I waited until I was sat down on the computer to write this, as it's a good question and it deserves a longer answer.
I walked into my first karate class at 17. I was a lonely, bullied kid who acted up a lot. I don't remember particularly being disruptive, the way I remember it I was being horribly bullied and the teachers at school did everything in their power to make it worse and inflicted ever more horrible punishments on me. I saw a child psychiatrist, and the school proceeded to ignore every single one of their recommendations, so I'm not sure why they bothered calling her in in the first place.
My first karate class, as I say. It was part of the duke of Edinburgh's award group. In this ultra-strict environment I flourished. I started working out quite seriously. I made plans to join the royal marines. I was extremely fit and much more confident. School was still a nightmare, but I enjoyed martial arts classes and got my first belt.
Then everything fell apart. After the course at the youth club, I continued attending karate lessons until the club folded due to a lack of members. Being more confident and less cowed, I got into even more trouble at school. I became basically uncontrollable and eventually I was expelled. So I went to a sixth form college instead, and initially I did well. For the first time I had teachers who believed in me and my ability. Unfortunately, I let them down.
Then I discovered marijuana and everything fell apart again. I wasn't expelled, but I did very badly in my A levels. I then spent years in the wilderness, got and lost a series of jobs. During this time I discovered judo and a few other martial arts and went to the kayakking club. I was off and on. I would do things for 3-6 months and then quit. I did MMA, kung fu, Taekwondo and a whole load of other stuff.l I also however began experimenting with drinking and drugs. Very little at the time, but it's a problem that would gradually get worse and worse.
Then I went to art college. Foundation year was the best year of my life. Good company, good art, good times.

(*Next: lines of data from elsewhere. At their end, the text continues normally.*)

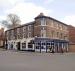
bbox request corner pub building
[5,13,69,53]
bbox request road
[0,50,75,71]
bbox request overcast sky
[0,0,75,28]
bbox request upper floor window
[23,26,26,33]
[41,18,46,26]
[28,25,32,31]
[41,27,46,37]
[51,30,54,38]
[28,32,31,38]
[59,24,63,30]
[60,33,63,39]
[51,20,54,27]
[57,32,59,38]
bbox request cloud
[44,0,54,4]
[0,16,6,20]
[0,0,19,8]
[0,0,53,29]
[6,2,52,24]
[62,15,75,26]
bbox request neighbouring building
[5,13,69,53]
[68,25,75,52]
[0,28,5,48]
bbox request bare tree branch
[7,14,21,25]
[1,14,21,29]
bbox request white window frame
[28,32,31,38]
[41,28,46,37]
[41,18,46,26]
[28,25,31,31]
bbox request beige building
[5,13,69,53]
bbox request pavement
[0,50,75,71]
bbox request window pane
[41,18,46,26]
[22,43,26,48]
[36,46,40,49]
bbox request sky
[0,0,75,28]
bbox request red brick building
[5,13,69,53]
[0,28,5,48]
[68,25,75,52]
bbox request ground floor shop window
[47,42,51,46]
[35,42,40,49]
[28,45,32,48]
[41,46,46,49]
[36,46,40,49]
[22,43,26,48]
[28,43,33,48]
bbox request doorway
[17,42,20,50]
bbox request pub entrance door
[17,42,20,50]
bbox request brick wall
[68,25,75,43]
[34,15,68,40]
[68,25,75,52]
[0,28,5,47]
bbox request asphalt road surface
[0,50,75,71]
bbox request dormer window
[41,18,46,26]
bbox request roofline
[5,21,35,32]
[35,15,68,26]
[5,14,68,32]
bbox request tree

Then, predictably, things fell apart again. I suffered a nervous breakdown towards the end of foundation year as a consequence of doing a 70 hour week at college, taking massive amounts of drugs, and drinking and smoking a lot. I was diagnosed with schizophrenia and hospitalised for a time. I went back to college after just a week inside, was diagnosed with asperger's syndrome, and graduated fairly comfortably. Then I had a few more years in the wilderness, working various crappy jobs, taking any old odd job, and some of them were very odd. I was hospitalised briefly for depression.
Then I went back to karate. This time I persisted for a few years, learned the kata up to passai. My problem was always fitness. I still smoked, despite a few spells on the NHS quit smoking service- I'd do the whole program and then screw it up again, usually. I worked out extensively but the gains were few and far between. But I learned a lot, had a great time and eventually became a 2nd kyu. During that time I also completed an MA in Art history and worked as a stable hand.
Then something very important happened. The vicar caught me smoking on the bench outside the church and got me to come to choir practice. One week she asked me if I'd like to come to church. I thought 'why not?' and went. Best decision I ever made. I became a practicing Christian very quickly. The drinking stopped. The drugs went completely overnight. The smoking stopped. I exercised regularly. I'd lost the stable hand job by then and immediately got a better job with more hours and better pay. Unfortunately, the man who ran the business died. I still have enough work for the present, as the owner's wife needs a lot of help sorting out the grounds, but the end is in sight.
Then I broke my hand. I wanted to carry on karate classes with my hand in a sling, but sensei and her lieutenants told me I was being very silly and to come back when I was healed. This whole sorry saga can be read here at martial talk. When I stopped going to karate, I started drinking and smoking again.
Then came a revelation. I felt called upon to serve as a priest. It happened very quickly and suddenly, and I started helping out at church. I discovered I was good at it, and that the congregation liked me. So this weekend, I'm going to a conference to start my journey. I continue to exercise as much as my hand permits, and the injury is nearly healed. But I feel more compelled to serve the lord than I do to go back to karate. I will continue to do kata and work out and run, to keep things going, but I have bigger things in mind. I'd love to try wrestling. I'm naturally talented as a grappler in a way I am not in striking arts. There is a school in Cardiff where I hope to go to theological college. If all goes according to plan I will be both a cleric and a martial artist again. Wish me luck.